Commencement: a beginning or start.

I love to break up my morning writing sessions with a good commencement speech.

There’s so much promise in a commencement speech, sending graduates off into the world with wisdom that hopefully inspires choices that lead to actions, that somehow equate to success and happiness in their future.

The fact of the matter is we don’t need to graduate from anything to indulge in a good ‘ol commencement.  The dawn of each new day allows us to indulge in such on a daily basis if we choose.

With that knowledge comes great responsibility – it means that every day, upon rising, we set off on an adventure.  Remember those choose your own adventure books? Every day we step into our own story, and choose our own adventure.  Our personal story is our own choosing.  It’s terrifying!  Do I choose to wake up and reach for my phone, check my e-mails, etc.  Or do I wake up and decide to slay a dragon on that particular day?
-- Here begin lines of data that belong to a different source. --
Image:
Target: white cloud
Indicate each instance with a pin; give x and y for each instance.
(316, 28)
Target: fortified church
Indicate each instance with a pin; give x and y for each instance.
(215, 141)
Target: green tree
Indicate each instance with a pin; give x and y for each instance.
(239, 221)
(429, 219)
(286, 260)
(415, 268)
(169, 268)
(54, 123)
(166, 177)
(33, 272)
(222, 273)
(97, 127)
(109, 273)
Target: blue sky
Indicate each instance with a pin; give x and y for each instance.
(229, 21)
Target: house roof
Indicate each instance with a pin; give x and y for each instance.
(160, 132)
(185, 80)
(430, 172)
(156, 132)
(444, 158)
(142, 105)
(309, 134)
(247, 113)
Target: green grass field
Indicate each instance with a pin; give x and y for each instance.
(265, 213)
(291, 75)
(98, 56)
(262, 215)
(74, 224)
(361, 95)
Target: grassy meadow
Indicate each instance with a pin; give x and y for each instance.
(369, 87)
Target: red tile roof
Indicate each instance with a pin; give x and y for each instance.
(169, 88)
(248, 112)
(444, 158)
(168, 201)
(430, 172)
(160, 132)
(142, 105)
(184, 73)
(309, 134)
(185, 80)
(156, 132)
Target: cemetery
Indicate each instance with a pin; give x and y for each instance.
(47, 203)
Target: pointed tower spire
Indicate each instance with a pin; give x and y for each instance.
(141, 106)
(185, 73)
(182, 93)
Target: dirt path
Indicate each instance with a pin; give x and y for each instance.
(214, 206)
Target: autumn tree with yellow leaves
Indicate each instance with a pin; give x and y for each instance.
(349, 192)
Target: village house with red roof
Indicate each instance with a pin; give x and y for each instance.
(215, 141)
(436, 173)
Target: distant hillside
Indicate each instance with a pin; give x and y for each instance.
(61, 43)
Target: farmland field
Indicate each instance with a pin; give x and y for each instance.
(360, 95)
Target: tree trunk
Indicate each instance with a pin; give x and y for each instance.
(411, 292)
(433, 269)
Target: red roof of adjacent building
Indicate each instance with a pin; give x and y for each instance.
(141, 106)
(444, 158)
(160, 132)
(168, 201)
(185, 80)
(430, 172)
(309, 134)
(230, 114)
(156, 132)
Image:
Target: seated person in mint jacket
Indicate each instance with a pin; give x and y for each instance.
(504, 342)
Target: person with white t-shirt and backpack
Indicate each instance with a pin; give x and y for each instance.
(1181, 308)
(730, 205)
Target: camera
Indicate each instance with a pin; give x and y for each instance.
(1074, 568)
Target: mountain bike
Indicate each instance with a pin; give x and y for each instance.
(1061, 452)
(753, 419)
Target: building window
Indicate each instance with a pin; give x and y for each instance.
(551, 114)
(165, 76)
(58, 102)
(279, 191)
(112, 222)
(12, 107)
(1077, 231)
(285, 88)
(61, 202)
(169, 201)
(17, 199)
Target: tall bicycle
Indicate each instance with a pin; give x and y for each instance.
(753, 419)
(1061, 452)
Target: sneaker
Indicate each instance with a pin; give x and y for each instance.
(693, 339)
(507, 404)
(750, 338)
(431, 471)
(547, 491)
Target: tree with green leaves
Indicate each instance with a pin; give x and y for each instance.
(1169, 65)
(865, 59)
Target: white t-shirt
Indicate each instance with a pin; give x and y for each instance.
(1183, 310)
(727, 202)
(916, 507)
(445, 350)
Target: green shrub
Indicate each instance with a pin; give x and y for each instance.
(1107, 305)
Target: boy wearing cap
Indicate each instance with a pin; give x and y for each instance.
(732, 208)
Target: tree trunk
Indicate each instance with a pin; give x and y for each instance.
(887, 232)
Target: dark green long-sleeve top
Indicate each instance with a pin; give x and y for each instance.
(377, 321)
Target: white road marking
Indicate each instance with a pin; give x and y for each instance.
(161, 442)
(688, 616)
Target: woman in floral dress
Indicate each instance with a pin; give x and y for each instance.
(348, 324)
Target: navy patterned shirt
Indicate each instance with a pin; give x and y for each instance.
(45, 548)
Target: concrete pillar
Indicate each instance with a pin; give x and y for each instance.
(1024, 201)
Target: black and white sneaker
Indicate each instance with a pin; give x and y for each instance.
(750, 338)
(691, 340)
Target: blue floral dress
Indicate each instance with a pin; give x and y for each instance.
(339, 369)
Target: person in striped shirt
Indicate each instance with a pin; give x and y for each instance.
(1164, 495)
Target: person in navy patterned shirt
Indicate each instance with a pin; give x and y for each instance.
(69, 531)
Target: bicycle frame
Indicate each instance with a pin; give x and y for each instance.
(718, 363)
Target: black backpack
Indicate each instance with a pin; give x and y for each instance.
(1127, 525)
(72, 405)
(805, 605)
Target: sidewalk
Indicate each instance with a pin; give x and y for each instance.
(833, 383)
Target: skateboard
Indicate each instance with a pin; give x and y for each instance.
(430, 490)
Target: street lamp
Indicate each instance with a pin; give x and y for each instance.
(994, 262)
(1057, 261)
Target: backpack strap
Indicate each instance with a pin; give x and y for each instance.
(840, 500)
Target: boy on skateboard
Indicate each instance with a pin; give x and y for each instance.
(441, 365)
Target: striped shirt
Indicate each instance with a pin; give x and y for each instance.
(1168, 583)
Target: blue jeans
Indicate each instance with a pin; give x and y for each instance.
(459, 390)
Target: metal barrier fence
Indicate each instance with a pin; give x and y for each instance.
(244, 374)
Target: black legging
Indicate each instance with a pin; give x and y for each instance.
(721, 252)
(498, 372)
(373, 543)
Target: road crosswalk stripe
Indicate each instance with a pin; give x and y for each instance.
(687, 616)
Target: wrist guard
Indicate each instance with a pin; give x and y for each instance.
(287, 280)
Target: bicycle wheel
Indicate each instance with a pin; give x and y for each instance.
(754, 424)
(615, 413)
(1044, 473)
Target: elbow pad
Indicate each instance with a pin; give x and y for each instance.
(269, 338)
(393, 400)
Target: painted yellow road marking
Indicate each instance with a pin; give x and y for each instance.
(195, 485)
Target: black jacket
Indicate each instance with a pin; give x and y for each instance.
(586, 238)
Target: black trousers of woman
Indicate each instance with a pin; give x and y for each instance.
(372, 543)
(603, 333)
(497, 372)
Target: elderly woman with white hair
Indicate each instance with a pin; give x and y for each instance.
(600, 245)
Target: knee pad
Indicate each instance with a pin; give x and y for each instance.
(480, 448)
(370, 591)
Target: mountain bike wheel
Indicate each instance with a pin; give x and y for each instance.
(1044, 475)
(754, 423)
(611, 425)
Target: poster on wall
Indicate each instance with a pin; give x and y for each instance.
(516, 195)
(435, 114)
I’ve been consciously trying to partake in activities that make me uncomfortable.  I went paddle boarding last week – paddled hard and got nowhere, real fast.  My fiancé and I were not informed how bad the current was.  But it was an adventure.  It was something I’d never done before.  And then I went skimboarding for the first time in ten years.  I HATE being bad at things.  It was rough. But it forced me to dive back into that childlike playfulness I often loose track of.

Now, in fairness, I was on somewhat of a vacation – which inevitably provides time to play and have adventures.   BUT – creating space for a daily adventure, even as mundane as an early morning walk vs. the immediate jump to e-mails, creates space for us to choose our own destiny instead of blindly walking into a fate determined by habit vs. our own free will.
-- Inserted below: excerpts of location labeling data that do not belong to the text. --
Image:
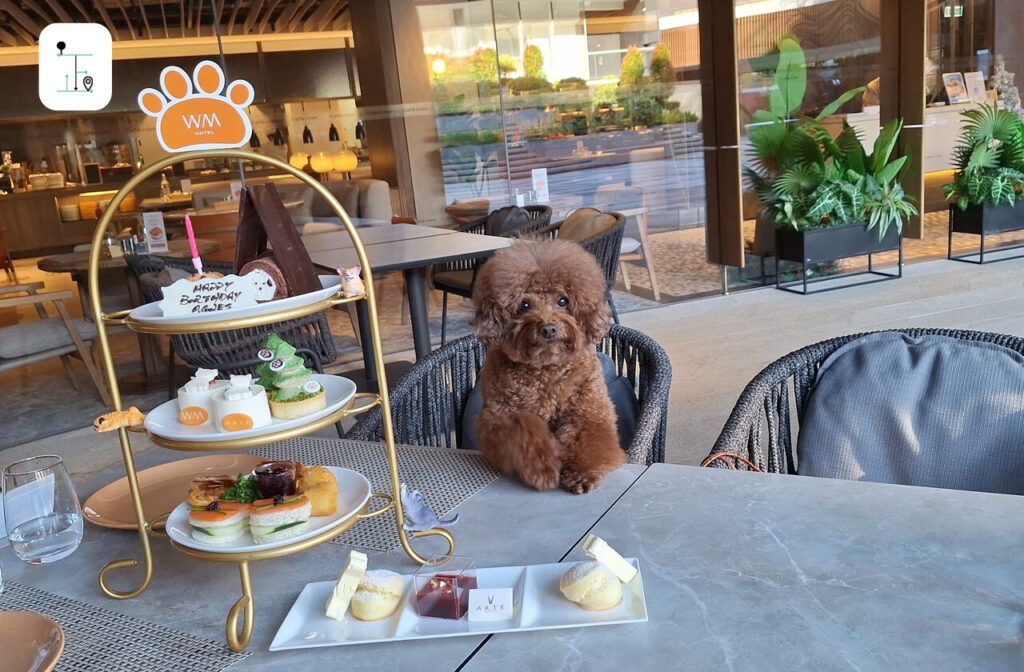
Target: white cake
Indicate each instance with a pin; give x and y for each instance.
(241, 406)
(196, 397)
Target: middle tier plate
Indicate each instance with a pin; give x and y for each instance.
(163, 420)
(353, 492)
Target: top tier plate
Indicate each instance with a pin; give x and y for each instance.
(153, 316)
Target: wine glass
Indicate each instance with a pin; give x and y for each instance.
(41, 508)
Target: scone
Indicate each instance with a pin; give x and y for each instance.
(377, 595)
(592, 586)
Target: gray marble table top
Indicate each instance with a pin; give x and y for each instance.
(504, 523)
(748, 572)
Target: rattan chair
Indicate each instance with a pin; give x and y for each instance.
(761, 434)
(427, 404)
(604, 246)
(219, 349)
(459, 277)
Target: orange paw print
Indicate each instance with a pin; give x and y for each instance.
(200, 118)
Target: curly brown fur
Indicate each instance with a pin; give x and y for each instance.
(546, 417)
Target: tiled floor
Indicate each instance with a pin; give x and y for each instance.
(717, 344)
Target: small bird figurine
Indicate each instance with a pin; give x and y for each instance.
(419, 516)
(351, 284)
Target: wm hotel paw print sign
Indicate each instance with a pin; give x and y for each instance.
(199, 112)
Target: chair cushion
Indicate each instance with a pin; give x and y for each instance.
(931, 411)
(39, 336)
(347, 194)
(506, 220)
(629, 246)
(453, 281)
(585, 223)
(620, 389)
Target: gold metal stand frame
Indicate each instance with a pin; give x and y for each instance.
(239, 627)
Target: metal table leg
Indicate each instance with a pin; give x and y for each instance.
(416, 287)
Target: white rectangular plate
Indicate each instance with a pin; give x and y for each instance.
(538, 603)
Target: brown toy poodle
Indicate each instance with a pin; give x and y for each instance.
(546, 417)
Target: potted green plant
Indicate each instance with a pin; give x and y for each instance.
(985, 193)
(827, 198)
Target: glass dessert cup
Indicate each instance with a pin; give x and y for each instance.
(442, 592)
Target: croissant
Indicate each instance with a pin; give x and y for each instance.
(117, 419)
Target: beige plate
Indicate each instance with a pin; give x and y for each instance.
(30, 641)
(163, 488)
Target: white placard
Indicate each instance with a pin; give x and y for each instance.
(540, 179)
(491, 604)
(976, 87)
(208, 295)
(156, 235)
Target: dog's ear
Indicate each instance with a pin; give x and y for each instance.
(492, 312)
(596, 323)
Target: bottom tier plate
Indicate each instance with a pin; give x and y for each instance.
(538, 604)
(353, 492)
A lifetime is a series of commencements leading up to an ending that’s as climactic as you make it!  Step into your own adventure book and write the page-turner worth reading.

Swing Batter Batter Swing

It seems I’ve reached a transitional time in my life.  A recent discussion about life not being black and white has sparked a whirlpool of thoughts.

Yes, life is somewhere in the grey.  I fully believe in dancing upon the grey clouds and experiencing the various colors, shades, and hues life offers.  But to fully experience something, it requires diving whole-heartedly into one particular color at a time.  As my insightful friend Noopur said, “If everything is a shade of grey, you miss the beautiful details of life and people.”

Dancing along the surface allows dabbling and it’s necessary as a means of checking off which experiences you’d like to further explore.  At some point, however, the fleeting must cease and a standstill must ensue, in order to allow room for reflection and growth.

I’ve been reading “The Journey Home” (READ).  Radhanath Swami has traveled the world and met many spiritual masters at this point in the book.  He’s come to the conclusion he’s not going to reach enlightenment by experiencing a variety of religions and practices, but needs to pick one and follow through to the end.

My teacher told me this about two years ago when I was talking about reading everything under the sun from Kabala, to Yoga, to Christianity, to the esoteric practices of turn of the century mystics.  I had a theory that if I could learn EVERYTHING, the great answer would come to me.  In reality, the great answer is there to find, but you must truck along a particular path, persevere with patience, and follow through to the end.

I went to the batting cages last night.  It’s been about 4 years since I’ve hit a softball. It was like I hadn’t skipped a beat; I still have the same habits.  When the machine threw a bad pitch, I watched it sail by without swinging.  With careful selection, I chose which balls to swing at.  When strikes came, I swung and hit.  Says a mouthful about the details we pursue and the habits we engrain.

Carefully select the details you choose to pursue, swing, and follow through.  Otherwise you’re just swinging haphazardly hoping to hit something.